There is one regret that I have had in life thus far, and it has taken me over 35 years to find one thing that I have been without for far too long: Adventure. About twenty years ago now, I took a week long trip down the Washington Coast that to this day was one of my life’s defining moments. I had no idea what I was doing. Many of us were all novice hikers and campers. It was quite a shock to the system to say the least. We trekked south for 5 days. Conversation was often spared for camp. It was perfect! I am by no means a person who tends to avoid any chance to sit and get to know someone. A lover of new things, places and people, this company of solitude was something I needed. Grueling as it was, satisfaction was delivered with each stride. The point? I was taken. Taken away from traffic. Taken away from school. Taken away from hockey practice. This (if even for a short time) relocation into these desolate coastal beaches with minds and cliffs to the left and the Pacific to my right was everything to us all in the moment.
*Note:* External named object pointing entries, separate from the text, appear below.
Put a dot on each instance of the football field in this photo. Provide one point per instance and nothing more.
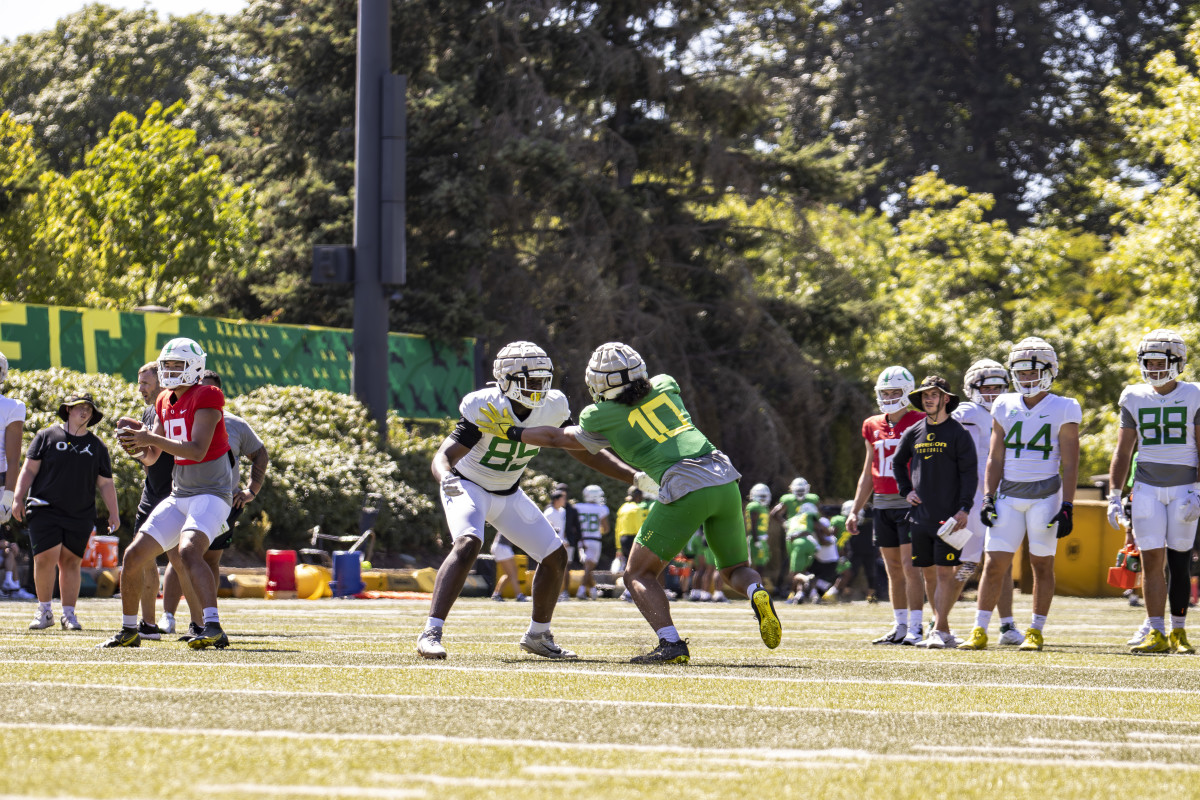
(329, 699)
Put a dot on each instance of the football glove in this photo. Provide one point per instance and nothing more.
(988, 510)
(1065, 521)
(450, 485)
(496, 422)
(1116, 512)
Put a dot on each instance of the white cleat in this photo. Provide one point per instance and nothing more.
(429, 643)
(543, 644)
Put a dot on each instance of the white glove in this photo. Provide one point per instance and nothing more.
(1116, 512)
(450, 485)
(646, 483)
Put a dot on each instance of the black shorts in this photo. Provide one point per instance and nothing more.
(929, 548)
(891, 527)
(47, 530)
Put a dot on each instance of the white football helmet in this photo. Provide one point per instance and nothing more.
(1165, 344)
(190, 353)
(894, 378)
(612, 367)
(523, 372)
(982, 373)
(760, 493)
(1033, 353)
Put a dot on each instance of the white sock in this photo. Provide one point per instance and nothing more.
(669, 633)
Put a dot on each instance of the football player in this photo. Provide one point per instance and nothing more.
(645, 421)
(190, 426)
(1161, 417)
(984, 382)
(480, 482)
(1032, 464)
(881, 434)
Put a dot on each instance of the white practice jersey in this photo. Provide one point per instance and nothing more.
(1031, 434)
(497, 464)
(1165, 427)
(591, 515)
(976, 420)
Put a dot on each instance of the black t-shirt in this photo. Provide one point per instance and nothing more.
(157, 485)
(70, 467)
(943, 470)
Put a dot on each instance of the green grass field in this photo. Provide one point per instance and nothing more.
(329, 698)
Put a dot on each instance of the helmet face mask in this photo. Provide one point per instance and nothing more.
(180, 352)
(523, 373)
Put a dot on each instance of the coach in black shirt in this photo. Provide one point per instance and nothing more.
(936, 470)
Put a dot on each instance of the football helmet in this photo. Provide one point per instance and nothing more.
(1033, 353)
(612, 367)
(982, 373)
(191, 354)
(1165, 344)
(523, 372)
(894, 378)
(760, 493)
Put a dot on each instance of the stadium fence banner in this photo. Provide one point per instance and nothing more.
(426, 379)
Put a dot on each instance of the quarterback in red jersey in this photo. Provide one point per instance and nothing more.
(190, 427)
(881, 434)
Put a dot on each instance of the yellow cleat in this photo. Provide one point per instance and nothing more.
(978, 641)
(1155, 642)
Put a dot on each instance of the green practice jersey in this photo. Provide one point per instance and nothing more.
(653, 435)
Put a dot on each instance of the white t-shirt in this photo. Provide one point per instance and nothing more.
(1031, 434)
(497, 464)
(10, 411)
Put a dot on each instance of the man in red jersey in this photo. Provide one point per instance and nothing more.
(881, 434)
(190, 427)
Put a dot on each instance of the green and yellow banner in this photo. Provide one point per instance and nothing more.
(426, 379)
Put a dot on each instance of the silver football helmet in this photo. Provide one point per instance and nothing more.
(612, 367)
(523, 372)
(1164, 344)
(982, 373)
(894, 378)
(1036, 354)
(191, 354)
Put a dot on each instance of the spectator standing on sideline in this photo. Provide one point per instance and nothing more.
(57, 487)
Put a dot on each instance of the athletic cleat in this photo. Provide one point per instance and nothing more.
(127, 637)
(42, 620)
(1032, 639)
(1179, 642)
(667, 653)
(429, 643)
(768, 621)
(543, 644)
(978, 641)
(1155, 643)
(211, 636)
(1011, 635)
(149, 631)
(895, 636)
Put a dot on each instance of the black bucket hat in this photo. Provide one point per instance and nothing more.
(934, 382)
(78, 398)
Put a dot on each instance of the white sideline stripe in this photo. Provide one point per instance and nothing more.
(606, 673)
(568, 701)
(785, 758)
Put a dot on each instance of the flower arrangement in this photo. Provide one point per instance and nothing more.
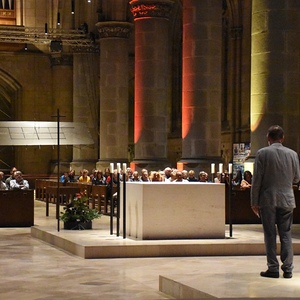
(79, 211)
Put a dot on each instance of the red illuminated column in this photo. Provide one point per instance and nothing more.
(151, 75)
(114, 53)
(201, 87)
(275, 88)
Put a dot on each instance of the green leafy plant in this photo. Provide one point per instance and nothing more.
(78, 210)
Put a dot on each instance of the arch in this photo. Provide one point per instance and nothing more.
(10, 93)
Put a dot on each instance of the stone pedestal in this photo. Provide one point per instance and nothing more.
(164, 211)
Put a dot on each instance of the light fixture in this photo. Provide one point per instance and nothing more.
(58, 18)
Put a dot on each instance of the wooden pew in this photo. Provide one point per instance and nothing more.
(17, 208)
(66, 193)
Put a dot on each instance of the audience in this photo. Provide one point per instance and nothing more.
(2, 184)
(135, 177)
(7, 181)
(99, 179)
(85, 176)
(203, 176)
(18, 182)
(192, 177)
(247, 181)
(179, 177)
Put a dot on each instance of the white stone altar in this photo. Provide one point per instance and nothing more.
(160, 210)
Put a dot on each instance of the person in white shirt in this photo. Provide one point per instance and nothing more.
(2, 184)
(19, 182)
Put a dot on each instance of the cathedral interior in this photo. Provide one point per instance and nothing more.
(156, 82)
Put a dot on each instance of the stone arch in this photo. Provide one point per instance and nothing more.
(10, 93)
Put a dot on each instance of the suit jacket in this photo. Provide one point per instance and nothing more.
(276, 169)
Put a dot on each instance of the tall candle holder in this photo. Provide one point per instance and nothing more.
(212, 171)
(124, 200)
(230, 197)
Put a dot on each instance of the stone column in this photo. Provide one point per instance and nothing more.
(86, 107)
(275, 71)
(62, 87)
(201, 83)
(114, 58)
(151, 75)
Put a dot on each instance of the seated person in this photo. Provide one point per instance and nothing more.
(192, 177)
(155, 176)
(203, 176)
(236, 181)
(99, 179)
(217, 179)
(247, 181)
(184, 174)
(64, 178)
(179, 177)
(145, 176)
(135, 177)
(85, 178)
(129, 174)
(12, 172)
(72, 176)
(18, 182)
(2, 184)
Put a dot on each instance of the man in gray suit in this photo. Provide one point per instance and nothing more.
(272, 199)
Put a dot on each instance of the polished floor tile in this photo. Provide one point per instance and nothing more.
(34, 270)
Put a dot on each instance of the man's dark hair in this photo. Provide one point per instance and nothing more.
(275, 132)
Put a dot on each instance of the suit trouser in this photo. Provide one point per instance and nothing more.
(283, 218)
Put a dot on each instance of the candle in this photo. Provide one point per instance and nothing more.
(212, 167)
(230, 169)
(221, 168)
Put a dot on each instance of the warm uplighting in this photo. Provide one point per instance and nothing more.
(73, 7)
(58, 18)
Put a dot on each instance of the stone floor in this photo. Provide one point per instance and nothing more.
(32, 269)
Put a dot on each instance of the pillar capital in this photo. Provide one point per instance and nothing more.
(114, 29)
(151, 8)
(61, 60)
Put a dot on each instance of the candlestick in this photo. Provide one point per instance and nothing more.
(212, 167)
(230, 168)
(221, 168)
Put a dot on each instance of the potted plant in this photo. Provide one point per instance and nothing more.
(78, 215)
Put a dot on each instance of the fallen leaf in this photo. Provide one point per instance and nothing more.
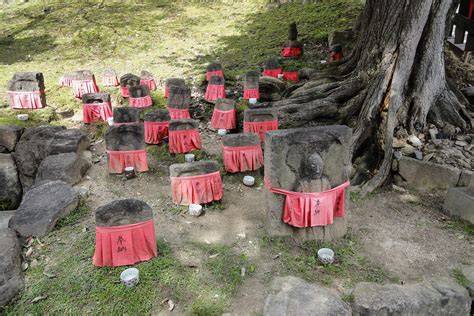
(38, 298)
(170, 305)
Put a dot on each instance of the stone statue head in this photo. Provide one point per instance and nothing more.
(313, 166)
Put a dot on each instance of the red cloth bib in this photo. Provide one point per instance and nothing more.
(65, 81)
(209, 74)
(335, 56)
(80, 87)
(179, 114)
(312, 209)
(291, 52)
(110, 81)
(155, 132)
(124, 245)
(118, 160)
(93, 112)
(260, 128)
(124, 91)
(197, 189)
(141, 102)
(252, 94)
(25, 99)
(272, 72)
(150, 83)
(290, 75)
(223, 119)
(184, 141)
(214, 92)
(243, 158)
Forced to realize that we were only as fast as the slowest in the group made us something better. It made a team. It created a bond.
As we made the drive toward the forest, I reflected on this experience quite heavily. I was no stranger to these woods, but no expert by any means. I have not hiked or camped like that since grade ten. Not taken a kayak trip since that very same year. I realized after some of life’s recent challenges that all of the experience I had earned at any job was becoming very taxing, and was nothing but one little place in time that absorbed all of my time. Silly. We headed to the pass first; a little prayer to the snow gods and then across Interstate 90 to visit Alpental. Seeing these mountains without snow, abandoned lifts, empty lodges. I prayed hard!
About five months ago, I committed my life to regaining the feeling one finds when out in the wild, on a ski slope, in the cold. I yearn for those instinctive moments! With this commitment came goals far too lofty for my diminished outdoor skills. Having not excercised for some time these came as delusions of grandeur; something I am no stranger to. I had my sights set high! I dream now of Appalachian trails, the Pacific Crests… those types of goals. Maps all over the place, notes and journals… All things to organize my departures. Hiking around Alpental I made a discovery, a sight. Literally, a sign? Yes. It was the trailhead to Pacific Crest Trail section WA-J! I have read into this in many outdoor books, trail details from Mexico to Canada… I had nothing but dumbfounded delight. An epiphany!
If I was going to do this, I was going to do it NOW! A little more exploring led me to further planning, even further soul searching. The goal to do this is not only for me; it is for anyone like me who has trapped themselves into a corner in life. Experience in any job left me only one thing: experience in that job. When we venture into paths unknown, we truly learn. About sections of our world. About ourselves. My dedication is far greater than to me alone. I want to be a better person for helping others. I want to become a better me for my girls.
These moments of tranquility are all around us yet many of us fail to allow ourselves to live enough to discover them. It amazes me to realize how much I missed getting excited to see saplings growing from stumps, the sun through branches, and a sign… for now, planning. For tomorrow, reaching and grabbing my dreams and taking as many with me as I can! There is no way anyone could really explain that moment in time that grabs you and feels as though it may never let go! We wish it wouldn’t. We long for it. Feeling that moment made me realize the need for change. I had discovered a me that I had been missing as life was passing by. Stop! Stop right now if you can. Take a walk. Look around. Reclaim your life, take your time and make it look like art. Take an adventure! You will thank yourself for it!